Consequently, all potential projects will have to be evaluated in terms of the rate of return they generate. The government will need to monitor the response of investors on a periodic basis and make the necessary adjustments when needed given the competitive landscape for oil and gas projects.
The decision to cap the HCL content of a gas field to 100 barrels per million standard cubic feet (mmscf) is commendable as this will help to develop fields with lower liquid content; thereby making them more economically viable. Generally, a high HCL in a field is considered desirable as it enhances the field's value, recovery, and production rates. Consequently, there will be a tendency for operators to focus on only liquids to the detriment of gas production, which is required to help unlock Nigeria's energy potential while also improving energy security on a sustainable basis.

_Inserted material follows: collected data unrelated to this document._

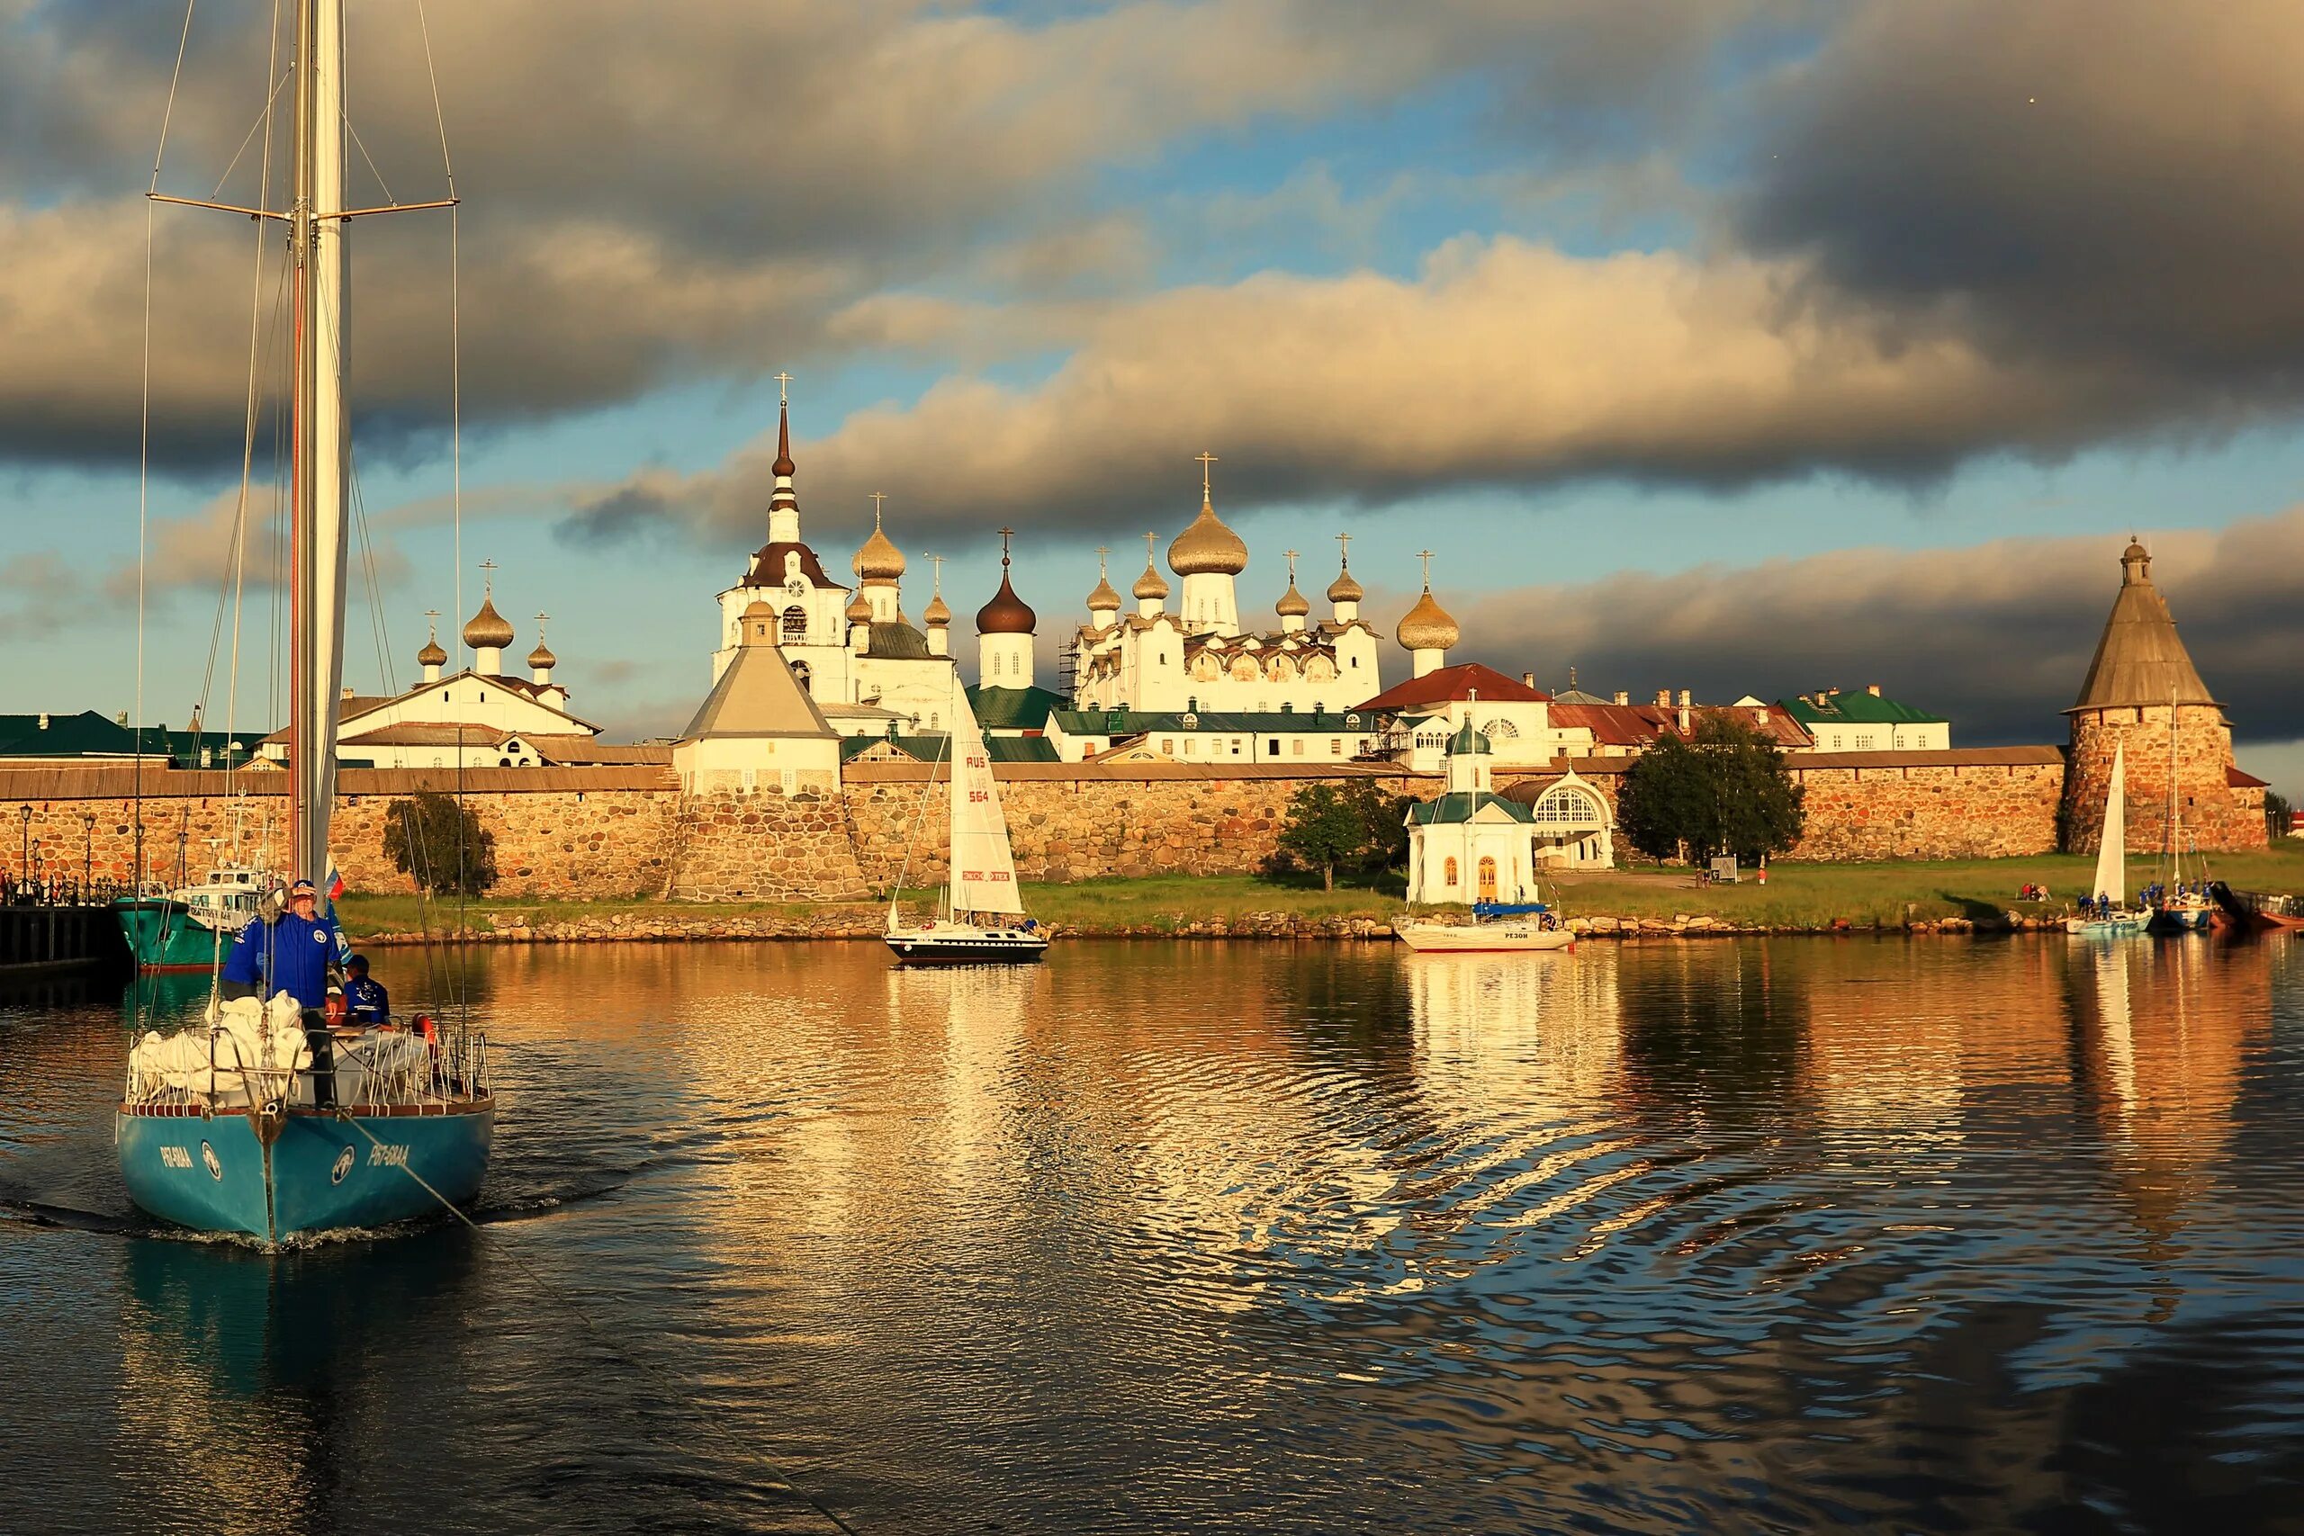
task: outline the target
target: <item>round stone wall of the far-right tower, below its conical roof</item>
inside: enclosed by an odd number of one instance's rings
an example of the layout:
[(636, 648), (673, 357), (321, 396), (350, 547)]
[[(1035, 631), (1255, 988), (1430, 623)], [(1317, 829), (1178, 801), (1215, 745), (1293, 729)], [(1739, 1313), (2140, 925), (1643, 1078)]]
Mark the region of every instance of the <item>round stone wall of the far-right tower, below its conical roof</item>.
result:
[(2104, 841), (2104, 794), (2113, 755), (2127, 746), (2129, 852), (2168, 841), (2168, 746), (2175, 714), (2175, 783), (2184, 797), (2184, 841), (2207, 850), (2265, 847), (2263, 790), (2235, 790), (2233, 728), (2214, 705), (2087, 709), (2071, 716), (2071, 776), (2064, 785), (2064, 845), (2092, 854)]

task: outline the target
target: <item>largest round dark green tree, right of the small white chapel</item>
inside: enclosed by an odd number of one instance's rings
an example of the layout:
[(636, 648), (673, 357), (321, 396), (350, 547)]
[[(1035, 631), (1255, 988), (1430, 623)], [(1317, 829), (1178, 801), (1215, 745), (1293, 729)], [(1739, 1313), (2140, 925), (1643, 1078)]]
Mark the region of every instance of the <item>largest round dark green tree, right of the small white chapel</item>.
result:
[(1652, 859), (1756, 861), (1799, 841), (1802, 790), (1783, 753), (1742, 718), (1705, 714), (1689, 739), (1663, 737), (1624, 774), (1615, 824)]

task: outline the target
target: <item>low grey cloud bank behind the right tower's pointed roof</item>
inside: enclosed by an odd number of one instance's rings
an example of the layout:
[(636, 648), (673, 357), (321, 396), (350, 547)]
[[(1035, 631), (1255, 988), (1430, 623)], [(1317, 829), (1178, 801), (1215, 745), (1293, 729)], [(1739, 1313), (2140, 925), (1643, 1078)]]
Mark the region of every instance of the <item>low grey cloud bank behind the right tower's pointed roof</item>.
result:
[[(1954, 744), (2062, 742), (2060, 714), (2120, 590), (2124, 539), (1857, 548), (1744, 569), (1622, 573), (1456, 608), (1465, 659), (1634, 702), (1882, 689), (1951, 718)], [(2152, 578), (2239, 742), (2304, 737), (2304, 509), (2154, 539)]]

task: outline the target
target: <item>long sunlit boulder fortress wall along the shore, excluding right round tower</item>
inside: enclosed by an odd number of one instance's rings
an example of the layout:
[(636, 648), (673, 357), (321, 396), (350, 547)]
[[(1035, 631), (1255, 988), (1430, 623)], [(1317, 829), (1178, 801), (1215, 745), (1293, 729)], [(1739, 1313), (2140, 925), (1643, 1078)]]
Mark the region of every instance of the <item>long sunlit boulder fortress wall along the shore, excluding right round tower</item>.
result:
[[(1613, 801), (1629, 765), (1576, 767)], [(998, 771), (1018, 875), (1060, 882), (1256, 870), (1279, 843), (1288, 801), (1311, 781), (1440, 790), (1438, 776), (1364, 765), (1018, 762)], [(2057, 843), (2064, 767), (2055, 748), (1834, 753), (1795, 760), (1795, 771), (1809, 792), (1797, 859), (2014, 857)], [(2131, 755), (2131, 794), (2134, 774)], [(654, 767), (475, 769), (461, 792), (495, 834), (500, 896), (857, 900), (885, 891), (899, 870), (915, 887), (945, 877), (945, 794), (924, 797), (926, 776), (924, 765), (850, 765), (839, 794), (786, 797), (776, 788), (682, 794)], [(456, 781), (454, 771), (346, 769), (334, 834), (346, 880), (408, 891), (382, 852), (385, 808), (415, 790), (456, 792)], [(283, 861), (286, 778), (242, 774), (233, 788), (240, 799), (228, 799), (223, 774), (145, 771), (143, 843), (154, 877), (175, 877), (180, 847), (196, 877), (235, 818), (244, 847), (270, 843), (272, 861)], [(14, 829), (18, 845), (39, 843), (48, 873), (76, 877), (85, 847), (94, 877), (127, 880), (136, 806), (129, 769), (0, 771), (0, 864), (18, 864), (5, 836)]]

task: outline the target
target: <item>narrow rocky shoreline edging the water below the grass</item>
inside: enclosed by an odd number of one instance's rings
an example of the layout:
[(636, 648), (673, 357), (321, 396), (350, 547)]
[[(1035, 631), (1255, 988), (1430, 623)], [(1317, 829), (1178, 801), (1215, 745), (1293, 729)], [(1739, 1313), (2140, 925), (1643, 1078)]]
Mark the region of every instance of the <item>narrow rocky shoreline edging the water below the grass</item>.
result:
[[(484, 917), (482, 926), (468, 928), (470, 944), (710, 944), (728, 940), (878, 940), (887, 919), (880, 907), (846, 907), (804, 914), (758, 914), (758, 917), (677, 917), (617, 912), (611, 917), (583, 917), (567, 921), (528, 921), (518, 914)], [(1668, 921), (1657, 917), (1574, 917), (1569, 930), (1592, 940), (1696, 940), (1696, 937), (1760, 937), (1760, 935), (1848, 935), (1848, 933), (2034, 933), (2060, 930), (2062, 917), (2023, 917), (2002, 912), (1993, 917), (1942, 917), (1912, 919), (1905, 923), (1811, 923), (1811, 926), (1760, 926), (1735, 923), (1721, 917), (1677, 912)], [(1369, 917), (1311, 919), (1290, 912), (1249, 912), (1242, 917), (1212, 917), (1198, 921), (1157, 923), (1111, 923), (1111, 926), (1048, 926), (1048, 933), (1078, 940), (1364, 940), (1389, 942), (1392, 923)], [(424, 944), (445, 935), (424, 933), (373, 933), (357, 940), (369, 949), (399, 944)]]

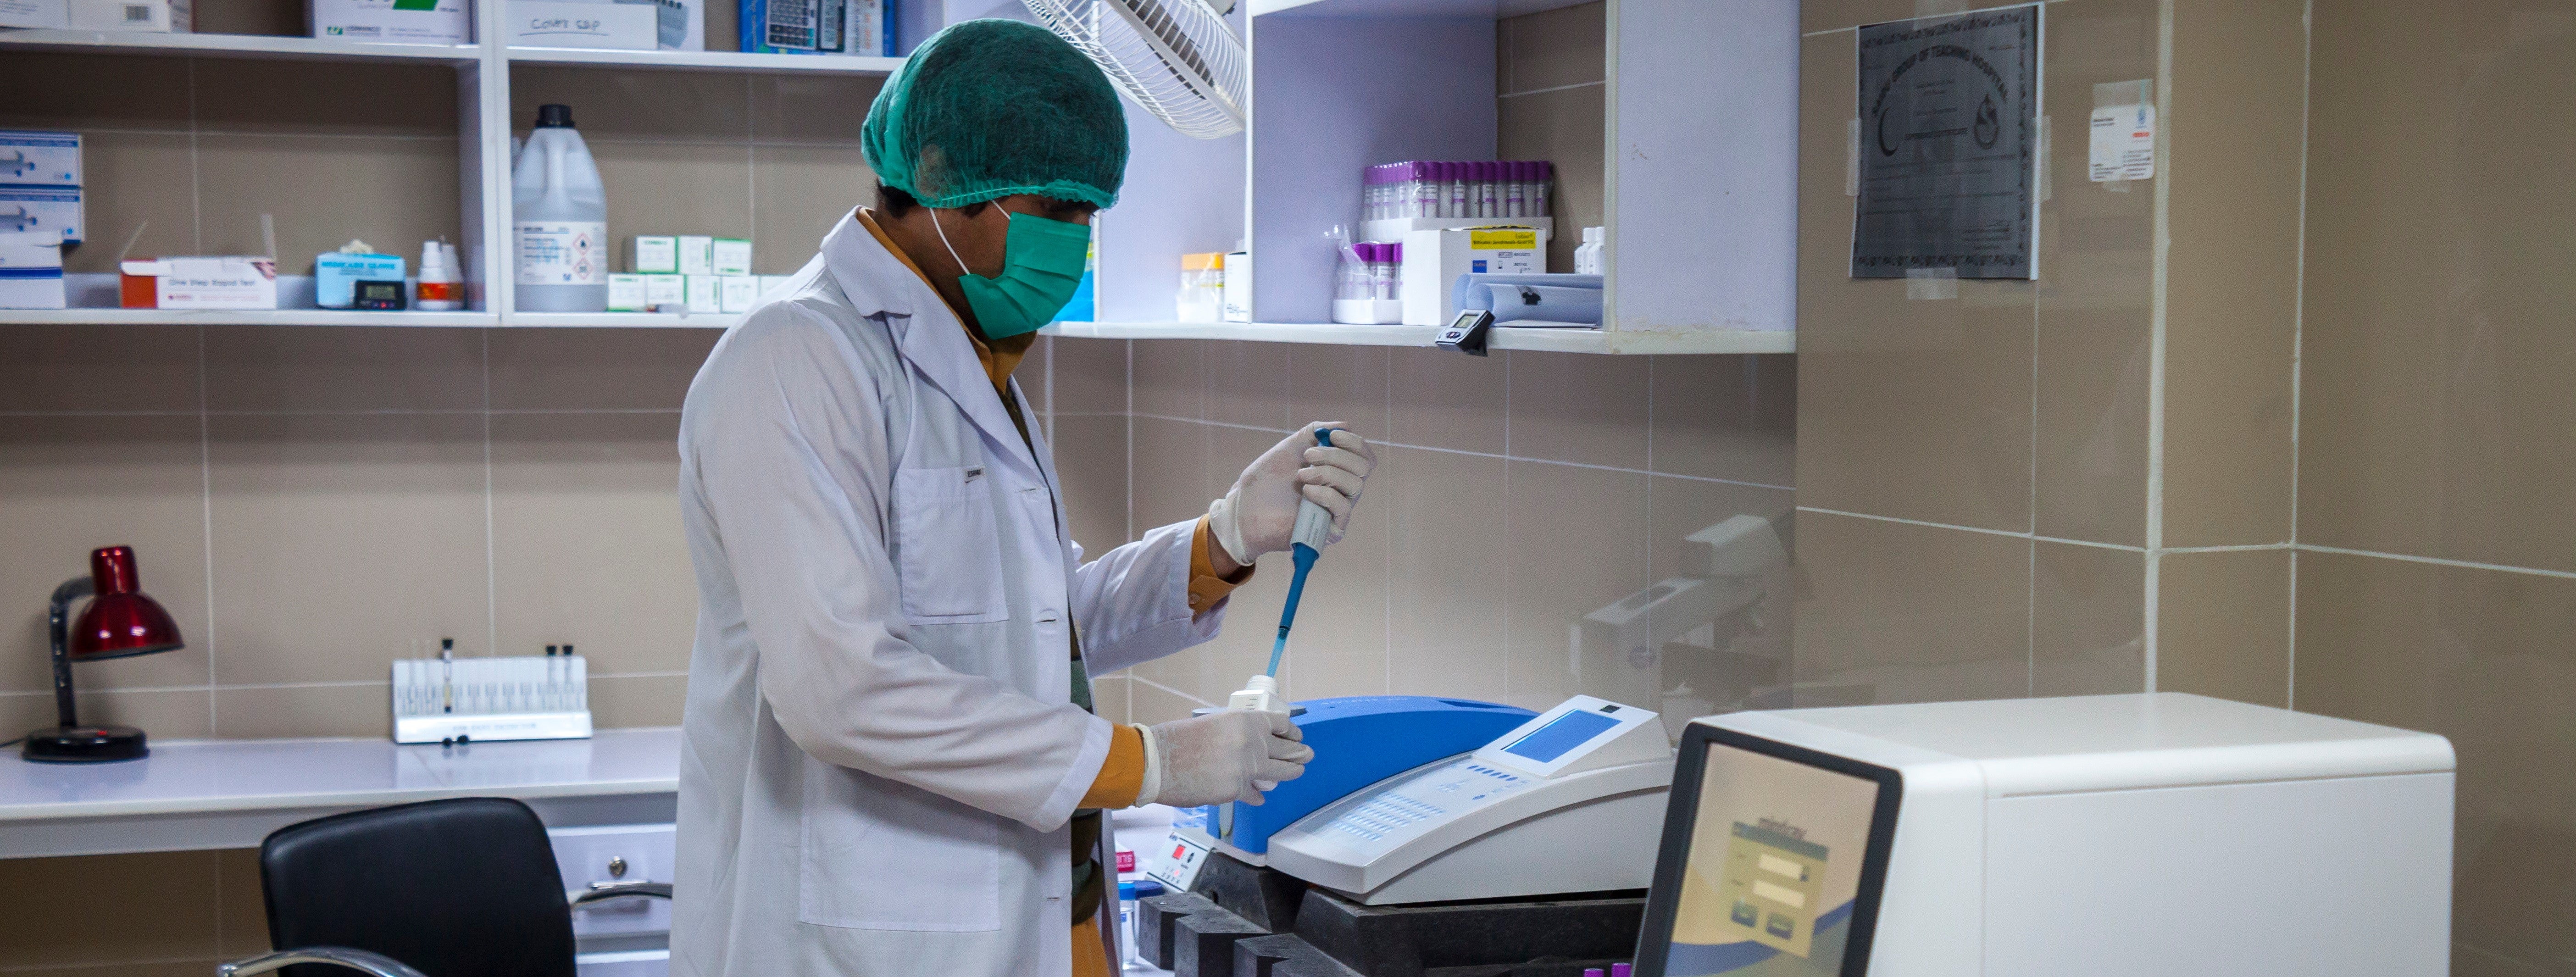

We also note the intention of the Government to encourage operators to drive down unit technical cost of production by reducing the incentives granted under the Notice by 10% for qualifying developments when costs exceed the benchmark set by the NUPRC, which is $20 per barrel of oil equivalent for 2024. While this is commendable, it is essential to ensure that the benchmark price remains competitive for operators in the sector – i.e., it considers the unique challenges faced by Nigerian oil and gas producers, such as security cost, bureaucracy, and excessive regulatory oversight.
The opinion expressed in this article is solely personal and does not represent the views of any organization or association to which the authors belong.